I've added new sdl2 windowing, and updated how events are processed and passed from window manager to simutrans. Of course, I've also added the new Vulkan renderer. As a result, the code probably won't even compile on anything except linux right now (maybe even anything except my pc).

Currently the code is both ugly and not optimized either for speed or for memory usage.

The whole ground is oscassionally (on window resize) recalculated and transferred to the graphics card.
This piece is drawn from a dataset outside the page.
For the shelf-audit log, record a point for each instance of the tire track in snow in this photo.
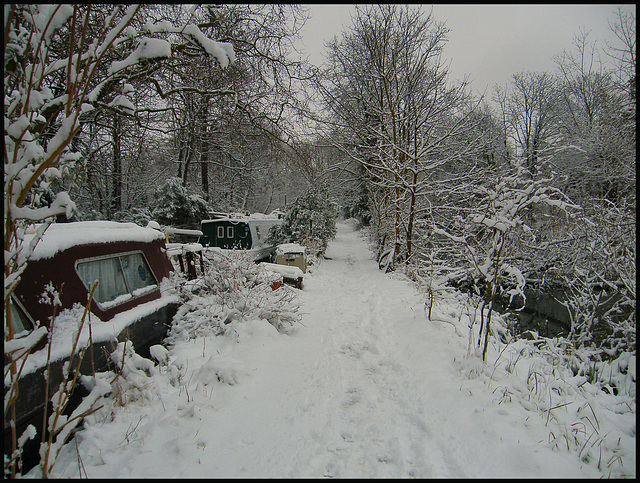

I'm testing on 1024x1024 and it's using around 150MB VRAM. After optimization I'm guessing the same screen will use around 1/4 of that since right now everything is multiplied a few times.

I'm planning on using that logic for showing grid on the ground, and vertices can be reused for drawing tiles. so only indices would need to be transfered.

Quote from: prissi on November 29, 2020, 12:02:15 PM
The solution, implemented in the old Simutrans3D brach was to have all images in a big texture, to avoid loading images from and to the graphics board, which would take more time than software rendiering. (Since the PCI bus is slower than the memorz access.)
I was planning also on implementhing something like that.